Xabisa Obong, Engineer, Nelson Mandela Bay Municipality
What you cannot measure, you cannot control. This is the start of measuring the energy usage. […] We have got great hope to manage our energy much more smartly.
Lunga Mahote, Acting Director, Plant Maintenance, Nelson Mandela Bay Municipality
!Kheis Local Municipality
!Kheis Local Municipality is a stretched out, sparsely populated municipality on the edge of the Green Kalahari in Northern Cape province. Most of the municipality’s residents live on the banks of the Orange River, which meanders through a fertile green valley that forms a stark contrast with the dusty red of the surrounding desert.

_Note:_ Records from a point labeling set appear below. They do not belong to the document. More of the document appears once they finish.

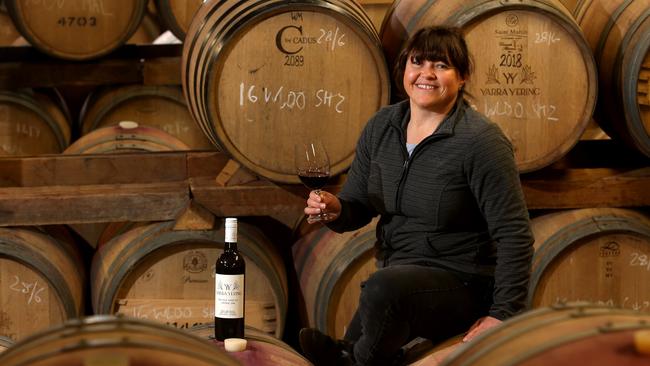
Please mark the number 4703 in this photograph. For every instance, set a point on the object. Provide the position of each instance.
(77, 21)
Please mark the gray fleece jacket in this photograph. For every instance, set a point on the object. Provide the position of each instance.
(455, 203)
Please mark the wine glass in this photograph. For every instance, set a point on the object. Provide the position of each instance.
(313, 168)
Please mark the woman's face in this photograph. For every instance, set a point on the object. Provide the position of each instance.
(431, 85)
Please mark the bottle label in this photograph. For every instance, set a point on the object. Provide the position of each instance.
(231, 230)
(229, 296)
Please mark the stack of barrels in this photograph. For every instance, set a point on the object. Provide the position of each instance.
(258, 77)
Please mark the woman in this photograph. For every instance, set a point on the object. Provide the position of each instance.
(453, 240)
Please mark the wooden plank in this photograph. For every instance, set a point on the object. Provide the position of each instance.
(259, 198)
(62, 189)
(24, 67)
(91, 169)
(96, 203)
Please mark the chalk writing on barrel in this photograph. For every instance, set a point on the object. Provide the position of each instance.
(32, 290)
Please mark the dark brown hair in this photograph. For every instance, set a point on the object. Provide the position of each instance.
(435, 43)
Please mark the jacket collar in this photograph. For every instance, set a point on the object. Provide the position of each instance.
(402, 116)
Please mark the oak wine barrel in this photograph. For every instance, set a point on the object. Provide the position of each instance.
(534, 75)
(43, 282)
(148, 30)
(563, 336)
(261, 76)
(177, 15)
(76, 29)
(618, 32)
(110, 340)
(5, 342)
(8, 32)
(330, 269)
(162, 107)
(261, 348)
(33, 123)
(598, 255)
(127, 136)
(167, 275)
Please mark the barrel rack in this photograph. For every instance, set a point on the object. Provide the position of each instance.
(68, 189)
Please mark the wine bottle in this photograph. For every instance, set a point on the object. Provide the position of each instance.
(229, 288)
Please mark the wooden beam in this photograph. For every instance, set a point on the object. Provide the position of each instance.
(25, 67)
(93, 169)
(60, 189)
(89, 204)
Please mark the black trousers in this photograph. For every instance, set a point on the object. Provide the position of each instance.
(401, 302)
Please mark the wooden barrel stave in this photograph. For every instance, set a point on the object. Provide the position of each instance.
(619, 35)
(116, 341)
(177, 15)
(118, 139)
(330, 269)
(132, 274)
(522, 51)
(224, 32)
(532, 336)
(161, 107)
(261, 349)
(596, 255)
(32, 123)
(45, 282)
(77, 29)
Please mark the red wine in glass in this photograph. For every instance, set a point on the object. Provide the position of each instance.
(314, 179)
(313, 168)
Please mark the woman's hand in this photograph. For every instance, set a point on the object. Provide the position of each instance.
(481, 326)
(321, 203)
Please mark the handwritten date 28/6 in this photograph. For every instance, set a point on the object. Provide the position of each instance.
(77, 21)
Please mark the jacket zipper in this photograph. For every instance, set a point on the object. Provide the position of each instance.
(407, 165)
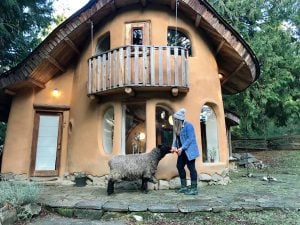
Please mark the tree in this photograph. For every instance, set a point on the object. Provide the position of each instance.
(271, 104)
(21, 21)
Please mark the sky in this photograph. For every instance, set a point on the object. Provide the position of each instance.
(68, 7)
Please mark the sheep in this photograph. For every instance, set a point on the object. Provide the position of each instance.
(132, 167)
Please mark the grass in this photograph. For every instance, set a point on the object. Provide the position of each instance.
(283, 165)
(18, 193)
(225, 218)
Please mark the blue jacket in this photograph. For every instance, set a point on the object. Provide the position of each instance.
(188, 141)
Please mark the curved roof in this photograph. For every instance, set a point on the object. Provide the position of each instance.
(236, 60)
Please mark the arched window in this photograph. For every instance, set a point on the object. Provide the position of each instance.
(181, 39)
(164, 125)
(209, 135)
(103, 44)
(108, 130)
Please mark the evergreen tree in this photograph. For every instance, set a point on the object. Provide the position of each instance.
(21, 21)
(271, 106)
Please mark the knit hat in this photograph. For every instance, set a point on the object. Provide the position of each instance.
(180, 115)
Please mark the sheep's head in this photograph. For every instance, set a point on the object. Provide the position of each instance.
(163, 149)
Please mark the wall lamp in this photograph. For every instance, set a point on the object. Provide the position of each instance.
(56, 93)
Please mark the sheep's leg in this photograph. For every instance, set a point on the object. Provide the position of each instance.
(145, 185)
(110, 187)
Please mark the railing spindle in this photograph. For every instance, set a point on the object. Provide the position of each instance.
(160, 66)
(176, 65)
(138, 65)
(128, 65)
(152, 63)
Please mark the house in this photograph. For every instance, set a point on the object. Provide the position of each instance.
(107, 80)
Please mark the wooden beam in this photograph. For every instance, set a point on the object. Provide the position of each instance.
(173, 4)
(233, 73)
(198, 19)
(36, 83)
(219, 47)
(56, 64)
(174, 91)
(9, 92)
(71, 44)
(129, 91)
(113, 6)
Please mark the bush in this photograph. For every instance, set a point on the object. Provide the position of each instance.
(18, 193)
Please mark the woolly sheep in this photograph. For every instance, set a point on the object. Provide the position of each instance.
(133, 167)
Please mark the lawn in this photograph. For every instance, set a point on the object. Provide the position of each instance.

The municipality, which measures nearly 100 km from its northernmost to its southernmost point, and roughly the same east to west, has only a handful of engineers maintaining all infrastructure, including roads, electricity and water provision to its widely dispersed population. Many residents rely on communal taps for drinking water.
The municipality’s technical staff, together with the project partners, identified strategic locations for clean energy interventions. Energy meters were installed at fifteen sites, allowing for remote monitoring of the functioning of different assets and for the remote identification of breakdowns. In addition, ten pumps were replaced with new, energy efficient models. Back-up pumps were installed for pumps that are critical to the water supply, to prevent service interruptions in case of breakdowns. In the past, when a drinking water abstraction pump broke down, it could at times take weeks to source spare parts for repairs, leaving residents without any water at their local tap.

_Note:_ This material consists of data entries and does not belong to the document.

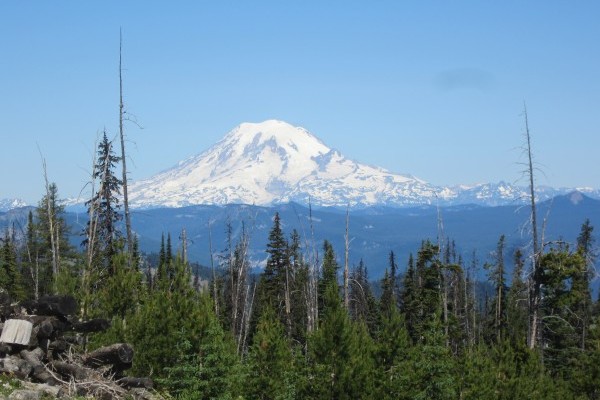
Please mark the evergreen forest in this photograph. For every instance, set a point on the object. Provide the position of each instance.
(310, 326)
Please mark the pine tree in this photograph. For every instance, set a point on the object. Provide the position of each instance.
(329, 275)
(430, 365)
(273, 289)
(363, 305)
(583, 305)
(50, 216)
(104, 206)
(270, 361)
(392, 349)
(340, 355)
(10, 277)
(498, 303)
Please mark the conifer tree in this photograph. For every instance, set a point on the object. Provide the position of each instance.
(10, 277)
(340, 354)
(363, 305)
(498, 303)
(270, 361)
(52, 248)
(516, 307)
(273, 290)
(583, 306)
(105, 206)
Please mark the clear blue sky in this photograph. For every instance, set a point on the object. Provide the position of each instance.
(430, 88)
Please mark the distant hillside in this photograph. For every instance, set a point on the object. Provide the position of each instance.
(374, 231)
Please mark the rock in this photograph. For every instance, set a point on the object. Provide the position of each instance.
(25, 395)
(15, 366)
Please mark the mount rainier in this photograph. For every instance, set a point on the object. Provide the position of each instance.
(273, 162)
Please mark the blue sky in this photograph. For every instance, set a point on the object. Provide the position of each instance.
(430, 88)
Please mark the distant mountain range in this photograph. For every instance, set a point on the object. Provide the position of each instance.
(274, 162)
(9, 204)
(374, 231)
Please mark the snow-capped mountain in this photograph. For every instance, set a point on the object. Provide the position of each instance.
(9, 204)
(274, 162)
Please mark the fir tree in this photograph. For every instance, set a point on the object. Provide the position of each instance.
(270, 361)
(104, 207)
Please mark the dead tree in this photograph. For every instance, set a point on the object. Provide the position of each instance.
(54, 239)
(123, 158)
(535, 286)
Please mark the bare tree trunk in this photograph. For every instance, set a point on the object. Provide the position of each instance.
(535, 287)
(51, 222)
(212, 266)
(346, 253)
(123, 157)
(184, 245)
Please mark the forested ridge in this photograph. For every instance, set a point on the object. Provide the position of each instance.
(309, 325)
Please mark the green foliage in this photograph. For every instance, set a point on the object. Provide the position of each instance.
(270, 362)
(341, 362)
(10, 277)
(430, 366)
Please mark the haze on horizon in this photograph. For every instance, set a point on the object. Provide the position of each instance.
(428, 89)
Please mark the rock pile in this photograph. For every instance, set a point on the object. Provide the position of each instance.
(38, 344)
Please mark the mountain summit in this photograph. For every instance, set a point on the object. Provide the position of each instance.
(274, 162)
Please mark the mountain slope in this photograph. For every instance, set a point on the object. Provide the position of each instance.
(274, 162)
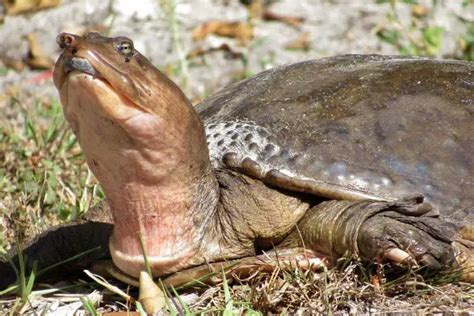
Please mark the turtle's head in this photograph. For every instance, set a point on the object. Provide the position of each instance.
(142, 139)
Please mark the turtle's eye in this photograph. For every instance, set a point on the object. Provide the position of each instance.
(124, 46)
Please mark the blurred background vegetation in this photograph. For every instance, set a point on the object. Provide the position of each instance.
(43, 177)
(203, 45)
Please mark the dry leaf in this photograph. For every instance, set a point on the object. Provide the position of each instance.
(15, 7)
(241, 31)
(224, 47)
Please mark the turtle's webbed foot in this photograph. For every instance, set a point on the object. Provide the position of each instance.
(402, 231)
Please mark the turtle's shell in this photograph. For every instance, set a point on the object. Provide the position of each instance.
(388, 126)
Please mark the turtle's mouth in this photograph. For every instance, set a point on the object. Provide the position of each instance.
(81, 64)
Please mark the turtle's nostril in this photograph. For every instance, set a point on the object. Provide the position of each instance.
(65, 39)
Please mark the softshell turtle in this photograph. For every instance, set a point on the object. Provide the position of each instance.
(370, 155)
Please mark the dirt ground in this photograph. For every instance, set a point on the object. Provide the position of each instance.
(175, 39)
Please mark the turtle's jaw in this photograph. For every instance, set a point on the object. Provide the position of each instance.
(146, 145)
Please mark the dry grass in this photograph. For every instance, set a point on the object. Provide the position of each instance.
(44, 181)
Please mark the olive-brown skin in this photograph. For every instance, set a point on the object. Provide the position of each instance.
(400, 125)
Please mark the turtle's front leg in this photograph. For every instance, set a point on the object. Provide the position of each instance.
(385, 231)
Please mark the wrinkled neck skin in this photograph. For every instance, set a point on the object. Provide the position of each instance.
(154, 170)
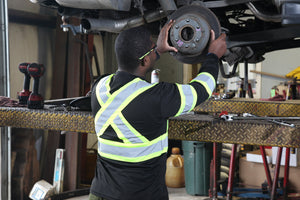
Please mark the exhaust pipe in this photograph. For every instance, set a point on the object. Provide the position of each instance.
(117, 26)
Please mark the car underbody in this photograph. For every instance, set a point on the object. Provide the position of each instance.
(253, 27)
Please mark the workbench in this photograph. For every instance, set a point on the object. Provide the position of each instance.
(203, 125)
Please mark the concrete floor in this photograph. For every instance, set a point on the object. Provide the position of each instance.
(174, 194)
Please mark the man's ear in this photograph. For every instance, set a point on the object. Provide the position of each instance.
(146, 60)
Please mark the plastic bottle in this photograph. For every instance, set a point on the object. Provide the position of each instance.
(175, 170)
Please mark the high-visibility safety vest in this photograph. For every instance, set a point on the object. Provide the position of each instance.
(134, 146)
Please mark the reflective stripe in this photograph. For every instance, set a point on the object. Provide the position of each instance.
(188, 96)
(133, 152)
(111, 109)
(207, 80)
(135, 147)
(102, 89)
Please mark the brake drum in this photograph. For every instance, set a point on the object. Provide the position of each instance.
(190, 33)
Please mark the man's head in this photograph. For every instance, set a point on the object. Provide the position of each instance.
(130, 47)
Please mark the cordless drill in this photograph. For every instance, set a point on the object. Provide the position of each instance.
(24, 94)
(35, 100)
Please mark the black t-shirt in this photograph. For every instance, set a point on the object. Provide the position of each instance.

In addition, a community engagement event was held in Groblershoop, !Kheis Local Municipality, to inform the local community of the interventions. As part of this event, educational plays were performed at two local primary schools, teaching hundreds of students about the importance of saving water. The students also produced artworks on the subject of energy and water saving for the event.

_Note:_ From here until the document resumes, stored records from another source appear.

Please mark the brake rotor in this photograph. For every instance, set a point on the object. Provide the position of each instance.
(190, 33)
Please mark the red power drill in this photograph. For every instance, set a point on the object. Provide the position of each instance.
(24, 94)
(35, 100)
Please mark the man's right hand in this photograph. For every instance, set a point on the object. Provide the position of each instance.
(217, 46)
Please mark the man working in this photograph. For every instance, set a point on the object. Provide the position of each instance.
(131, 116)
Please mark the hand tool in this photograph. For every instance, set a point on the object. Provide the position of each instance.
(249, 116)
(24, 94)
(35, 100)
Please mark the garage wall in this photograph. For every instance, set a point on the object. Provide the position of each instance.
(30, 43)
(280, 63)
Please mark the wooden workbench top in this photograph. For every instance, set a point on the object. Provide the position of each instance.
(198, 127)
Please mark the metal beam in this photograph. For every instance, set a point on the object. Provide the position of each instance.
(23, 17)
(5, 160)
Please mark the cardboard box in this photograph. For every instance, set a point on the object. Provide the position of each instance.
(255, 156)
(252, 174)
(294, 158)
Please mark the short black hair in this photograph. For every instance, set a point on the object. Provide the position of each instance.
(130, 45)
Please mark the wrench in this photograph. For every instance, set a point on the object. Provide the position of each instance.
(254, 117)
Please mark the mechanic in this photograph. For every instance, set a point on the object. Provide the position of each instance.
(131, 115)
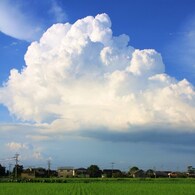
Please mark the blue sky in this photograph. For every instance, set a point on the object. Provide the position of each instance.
(117, 86)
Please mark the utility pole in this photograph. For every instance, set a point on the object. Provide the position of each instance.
(10, 170)
(112, 163)
(16, 165)
(49, 165)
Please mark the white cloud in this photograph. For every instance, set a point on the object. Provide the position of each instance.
(181, 50)
(17, 146)
(79, 77)
(58, 12)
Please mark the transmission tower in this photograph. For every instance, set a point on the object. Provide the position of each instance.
(16, 165)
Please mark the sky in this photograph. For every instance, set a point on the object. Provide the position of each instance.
(98, 82)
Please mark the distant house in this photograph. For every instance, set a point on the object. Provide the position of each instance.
(66, 172)
(81, 172)
(191, 171)
(162, 173)
(111, 173)
(28, 174)
(139, 173)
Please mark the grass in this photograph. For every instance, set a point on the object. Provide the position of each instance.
(103, 187)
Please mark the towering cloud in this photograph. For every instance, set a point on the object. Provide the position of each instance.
(80, 77)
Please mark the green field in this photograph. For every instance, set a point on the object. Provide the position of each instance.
(102, 187)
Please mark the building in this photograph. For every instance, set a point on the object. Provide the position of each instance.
(81, 172)
(66, 172)
(111, 173)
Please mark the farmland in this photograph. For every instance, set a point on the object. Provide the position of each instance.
(102, 186)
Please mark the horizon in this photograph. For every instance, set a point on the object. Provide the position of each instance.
(91, 82)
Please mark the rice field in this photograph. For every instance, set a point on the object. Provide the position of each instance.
(103, 187)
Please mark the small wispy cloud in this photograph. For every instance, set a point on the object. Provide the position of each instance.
(58, 13)
(18, 22)
(14, 146)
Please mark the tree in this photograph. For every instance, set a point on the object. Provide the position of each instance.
(132, 170)
(2, 170)
(94, 171)
(150, 173)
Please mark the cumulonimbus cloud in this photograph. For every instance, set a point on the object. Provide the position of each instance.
(79, 76)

We are going to save costs… our pumps will be able to distribute water more efficiently than before.
Desmond Dolopi, Technical Manager, !Kheis Municipality
Stakeholder Engagement
In parallel with the technical work, the project ran an intensive programme of stakeholder engagement events, including five stakeholder roundtables. These roundtables brought together, often for the first time, representatives of different departments in municipalities, the finance sector, private sector technology providers and project partners. Discussion topics included barriers to greater engagement between municipalities and the private sector, and the difficulties municipalities must overcome to implement energy efficiency measures in their water infrastructure. The lessons learned at these roundtables were integrated into the Best Practice Guide, to ensure that the final product is of use to municipalities across the country. The lessons have also been leveraged in a Policy Brief, which provides policy recommendations to the South African government to create an enabling environment for clean energy and support municipalities to procure and fund improvements to their water infrastructure.